Source: APRA Operations of Health Fund and Finity analysis

The industry average proportion of total assets in equities and properties at 30 June 2022 was 16%. This can be a different percentage if using investable assets. For this graph, we illustrate the range of approaches.

As APRA’s new prudential capital standard applies prescribed risk charges based on asset types, insurers with higher allocations to growth assets will receive a higher capital risk charge and, subsequently, higher PCA. That is, funds that want to hold a higher strategic asset allocation to growth assets (for higher long-term returns) are likely to need higher levels of capital.

PHI capital under the new capital framework

APRA’s Quantitative Impact Study results showed that the industry’s Prudential Capital Amount (PCA) increased from $2.4bn to $3.5bn (14.5% of premium) under the final standard, at 30 June 2021, excluding deferred claims liabilities (DCL). With an industry capital base of $8.6bn (30 June 2021), the implied industry Capital Adequacy Multiple (CAM) would be 2.46, where ‘CAM’ is the ratio of eligible base to PCA.

Benchmarking PHI to General Insurance (GI)

While the PCA itself would allow for different risks by class of business, we can compare the capital buffer over the PCA; that is, comparing PHI’s CAM to that in GI. The following chart compares the GI Industry CAM over the years, and by some of the large listed GI companies.

Source: Finity Optima 2022 – https://finity.com.au/news-and-insights/optima22

The GI industry capital adequacy multiple (CAM) at 30 June 2022 was at a level of 1.65. This was down from a level just under 2.0 at 30 June 2017. The Finity Optima Report indicates some GI profitability challenges and events of the last few years, causing a reduction. While it may be a refining of risk appetite, the reduction in capital is likely to be due to experience. This historical trend indicates the industry CAM appears to be between 1.65 to 2.00.

The large listed GI companies (QBE, IAG, Suncorp) typically have lower CAMs of around 1.5x, as shown above. This reflects their larger size, highly diversified portfolio and access to capital markets. If we remove these three larger insurers, the average GI industry CAM is of the order of 1.8x.

Market Announcements for nib and Medibank

Both nib and Medibank announced capital frameworks for the new capital standards in February 2023:

  • nib health funds capital management policy indicates a target range of 1.5x to 1.6x PCA. The position at 31 December 2022 was reported at 2.0x and noted as exceeding the target range.
  • Medibank has an implied target range of 1.7x to 2.0x PCA. This is based on its capital target of 10%-12% of forecast revenue and its regulatory minimum capital requirement or PCA of 6% of forecast revenue at 31 December 2022.

 

Conclusion

The intensity of APRA’s supervisory attention will increase as the capital level approaches the PCR. The PCR is the regulatory minimum, and any breach of the PCR can be expected to generate immediate supervisory action. While APRA does not publish prescribed trigger points for regulatory intervention, the general prudential approach is indicated in prudential guidance, such as CPG110.

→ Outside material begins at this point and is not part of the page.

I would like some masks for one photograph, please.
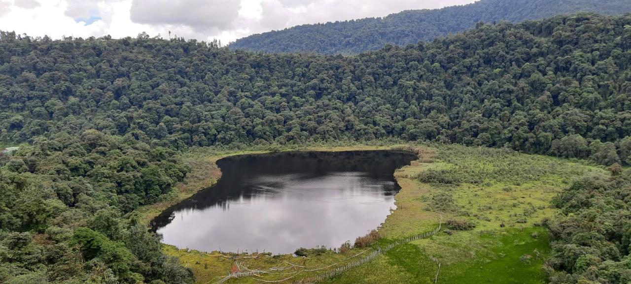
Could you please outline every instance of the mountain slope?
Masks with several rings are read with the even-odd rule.
[[[0,283],[193,283],[133,212],[175,193],[189,169],[173,157],[190,147],[395,139],[620,169],[631,164],[630,70],[631,14],[480,25],[352,57],[1,33],[0,140],[30,145],[0,155]],[[457,182],[451,173],[436,180]],[[627,282],[628,226],[607,226],[620,229],[599,230],[601,246],[562,239],[552,283]]]
[[[481,0],[432,10],[410,10],[383,18],[303,25],[251,35],[230,45],[233,49],[267,52],[314,52],[352,54],[383,47],[430,41],[463,31],[480,21],[517,23],[579,11],[618,14],[631,11],[627,0]]]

Whist the PCA can be expected to be lower in PHI than for GI (at least based on the quantitative impact study, which had the PCA for PHI at around 14.5% of annual premium), the level of intensity in supervision across industries can also vary.

We set out in this paper to explore how PHIs compare on capital. By scaling for size, these can be compared in APRA statistics for actual capital as a percentage of premium. Actual target capital levels will include a range of considerations: size, profitability, asset mix and risk appetite.

We also explored PHI comparisons to General Insurance in terms of ratio over the minimum prudential capital amount (PCA). The level of cover over the minimum prudential capital amount may be a useful indicator to benchmark across different industries.

Benchmarks are not intended to define capital management practices but as a possible consideration in exploring capital targets and triggers. However, it is useful for Board and management to compare capital levels to that of peers.